Indonesian Political, Business & Finance News

Land reform needed to phase out poverty

Land reform needed to phase out poverty

Tantri Yuliandini, The Jakarta Post, Nusa Dua, Bali

Indonesian non-governmental organizations (NGOs) and other groups fighting for the rights of indigenous people strongly urged the government to initiate land reform to break the cycle of poverty and to eliminate the degradation of natural resources in the country.

Hundreds of years of injustices to the people -- enforced by the colonial occupation and the New Order regime -- over land ownership have caused landlessness especially among rural Indonesians.

Noer Fauzi from the NGO Coalition for Agrarian and Natural Resources Governance Reforms said that since the New Order came into power in the late l960s, it had appropriated land from the people and claimed it as its own.

"The government grabbed people's land and claimed it as state property. The new rights were then doled out to big industrial companies," he said in a discussion here on Thursday.

As a result, companies were given control over a lot of land and the right to manage and exploit forest areas for mining and large-scale plantations, said Noer, who is also from the Consortium for Agrarian Reform (KPA).

In l998, over 650 companies acquired forest concessions totaling an area of about 48.3 million hectares. Every company held at least 72,500 hectares, he said.

In 1999, around 561 companies controlled 52.5 million hectares of land for mining.

In 2000, over 2,000 companies were operating big plantations controlling a total area of 3.52 million hectares.

In contrast, the l993 agricultural census revealed that the country's 19.71 million farmers only controlled a total of 17.14 million hectares of farm land, meaning that each one only had 0.87 hectares of land on average, Noer said.

The government's policies, which favored corporations, have caused serious environmental damage and even conflicts with local people, Noer said.

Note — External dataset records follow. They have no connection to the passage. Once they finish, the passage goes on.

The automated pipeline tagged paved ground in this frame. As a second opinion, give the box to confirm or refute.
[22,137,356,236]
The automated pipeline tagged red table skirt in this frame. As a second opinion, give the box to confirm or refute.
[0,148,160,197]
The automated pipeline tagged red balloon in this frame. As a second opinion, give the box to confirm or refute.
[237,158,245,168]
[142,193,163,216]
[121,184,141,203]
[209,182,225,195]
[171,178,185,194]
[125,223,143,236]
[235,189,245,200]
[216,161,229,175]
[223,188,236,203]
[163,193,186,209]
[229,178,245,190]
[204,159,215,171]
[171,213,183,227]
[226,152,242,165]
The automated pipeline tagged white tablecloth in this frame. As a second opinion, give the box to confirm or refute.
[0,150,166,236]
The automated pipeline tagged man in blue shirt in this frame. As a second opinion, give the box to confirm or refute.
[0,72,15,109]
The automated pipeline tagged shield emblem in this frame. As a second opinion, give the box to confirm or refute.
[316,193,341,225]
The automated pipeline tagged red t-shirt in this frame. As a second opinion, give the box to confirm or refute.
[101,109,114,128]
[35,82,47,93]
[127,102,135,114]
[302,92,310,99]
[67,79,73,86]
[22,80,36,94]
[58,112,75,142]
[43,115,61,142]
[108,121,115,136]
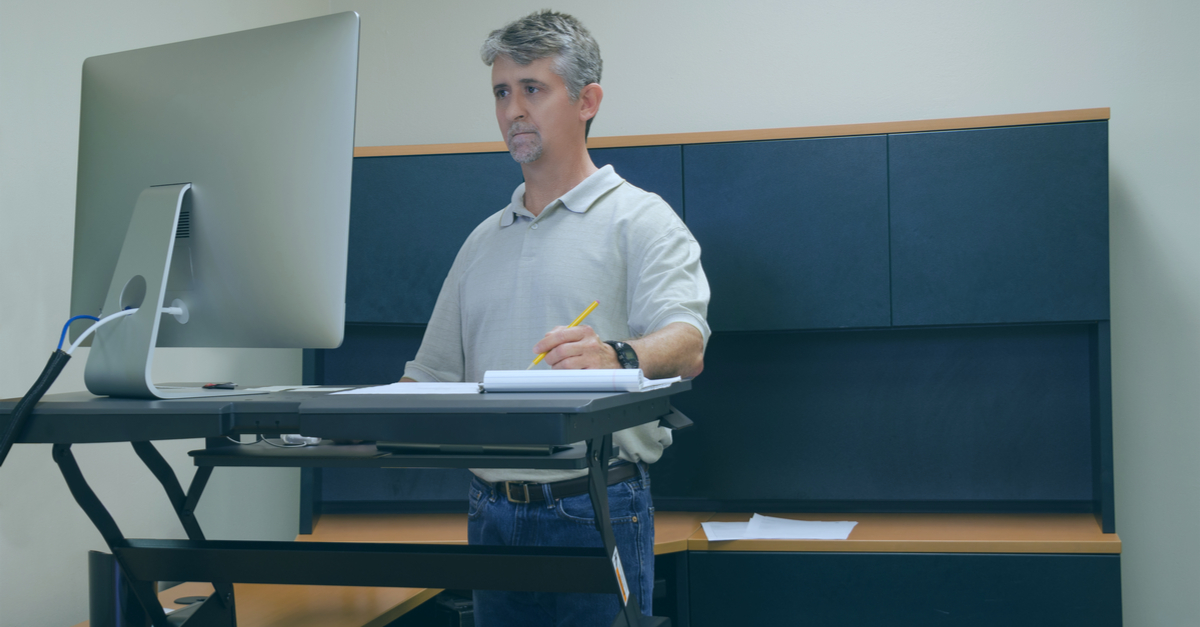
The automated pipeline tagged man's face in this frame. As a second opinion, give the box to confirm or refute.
[492,55,584,163]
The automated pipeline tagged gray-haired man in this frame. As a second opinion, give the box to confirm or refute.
[404,11,709,627]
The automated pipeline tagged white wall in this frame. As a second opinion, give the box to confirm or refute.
[0,0,329,627]
[0,0,1200,627]
[332,0,1200,627]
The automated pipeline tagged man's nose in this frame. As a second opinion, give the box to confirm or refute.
[504,97,526,120]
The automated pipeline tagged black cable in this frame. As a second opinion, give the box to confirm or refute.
[0,350,71,465]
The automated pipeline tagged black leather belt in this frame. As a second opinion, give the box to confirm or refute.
[492,464,640,503]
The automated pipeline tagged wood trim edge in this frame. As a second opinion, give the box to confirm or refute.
[354,107,1110,157]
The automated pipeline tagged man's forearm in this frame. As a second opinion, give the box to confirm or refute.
[628,322,704,378]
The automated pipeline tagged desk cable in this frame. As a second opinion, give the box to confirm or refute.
[0,307,174,465]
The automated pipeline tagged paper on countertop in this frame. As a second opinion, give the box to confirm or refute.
[335,381,479,394]
[701,514,858,542]
[700,523,749,542]
[242,386,350,392]
[484,369,679,392]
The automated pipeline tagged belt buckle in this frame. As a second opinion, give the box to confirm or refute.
[504,482,529,504]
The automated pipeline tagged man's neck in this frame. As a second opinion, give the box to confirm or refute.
[521,148,600,216]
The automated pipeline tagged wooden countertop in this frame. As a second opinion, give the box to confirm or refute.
[76,512,1121,627]
[354,107,1109,157]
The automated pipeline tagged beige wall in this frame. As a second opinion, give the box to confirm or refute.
[0,0,1200,627]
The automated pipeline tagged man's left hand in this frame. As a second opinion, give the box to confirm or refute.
[533,324,620,370]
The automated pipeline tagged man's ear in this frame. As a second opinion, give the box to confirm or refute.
[578,83,604,121]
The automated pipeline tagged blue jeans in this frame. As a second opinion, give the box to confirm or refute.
[467,466,654,627]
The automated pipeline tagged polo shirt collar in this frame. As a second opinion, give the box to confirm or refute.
[500,165,625,227]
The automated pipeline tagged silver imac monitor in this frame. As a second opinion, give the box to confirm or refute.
[71,12,359,398]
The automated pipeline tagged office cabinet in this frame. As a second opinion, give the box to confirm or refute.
[684,136,890,332]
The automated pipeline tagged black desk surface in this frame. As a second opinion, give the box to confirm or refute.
[0,381,691,444]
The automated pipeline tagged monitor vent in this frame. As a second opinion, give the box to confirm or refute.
[175,209,192,239]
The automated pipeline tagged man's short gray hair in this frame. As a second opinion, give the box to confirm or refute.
[480,10,604,103]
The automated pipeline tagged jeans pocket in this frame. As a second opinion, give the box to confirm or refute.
[554,482,634,526]
[467,485,487,520]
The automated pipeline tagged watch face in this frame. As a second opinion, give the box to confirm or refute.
[613,342,637,369]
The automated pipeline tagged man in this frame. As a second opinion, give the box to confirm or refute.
[404,11,709,627]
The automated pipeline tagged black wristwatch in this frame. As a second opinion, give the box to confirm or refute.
[605,340,637,370]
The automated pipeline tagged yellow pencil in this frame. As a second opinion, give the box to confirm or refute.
[526,300,600,370]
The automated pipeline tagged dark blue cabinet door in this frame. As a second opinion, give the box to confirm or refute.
[889,121,1109,326]
[588,145,683,216]
[684,136,890,330]
[346,153,522,324]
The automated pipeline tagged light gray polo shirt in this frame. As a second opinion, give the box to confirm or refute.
[404,166,709,482]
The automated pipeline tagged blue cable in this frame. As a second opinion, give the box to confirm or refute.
[59,316,100,351]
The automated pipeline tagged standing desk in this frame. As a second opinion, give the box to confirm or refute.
[0,381,691,627]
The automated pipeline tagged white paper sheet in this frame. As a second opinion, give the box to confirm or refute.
[336,381,479,394]
[484,369,679,392]
[700,523,749,542]
[701,514,858,542]
[245,386,350,392]
[746,514,858,539]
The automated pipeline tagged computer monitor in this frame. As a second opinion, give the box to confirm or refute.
[71,12,359,398]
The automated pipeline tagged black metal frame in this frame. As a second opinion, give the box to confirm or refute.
[25,388,691,627]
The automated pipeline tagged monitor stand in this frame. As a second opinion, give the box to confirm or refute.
[84,183,265,399]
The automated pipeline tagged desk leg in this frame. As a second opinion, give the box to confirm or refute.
[131,441,238,627]
[588,434,644,627]
[53,444,172,627]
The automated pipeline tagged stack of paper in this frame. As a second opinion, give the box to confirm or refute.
[701,514,858,542]
[484,369,679,392]
[337,381,479,394]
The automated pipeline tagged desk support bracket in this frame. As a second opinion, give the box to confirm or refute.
[588,434,670,627]
[52,442,236,627]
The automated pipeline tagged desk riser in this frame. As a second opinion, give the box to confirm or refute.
[113,539,617,593]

Den Upa Rombelayuk from the Archipelago Indigenous Peoples Alliance said that the rightful owners of the land are the indigenous people, not the state, and that the government has no right to manage land without prior consultation with the people who have lived on the land for thousands of years.

"The land has been handed down to us from generation to generation for hundreds and even thousands of years, long before there was a state of Indonesia," she argued.

The NGOs and indigenous people groups demanded the government to reform the current unequal distribution of land as well as to resolve all agrarian and natural resource management conflicts.

The government must also revise and improve agrarian-related laws and regulations, and enact new principles in natural resource management that referred to principles of justice, sustainability and respect for people's rights.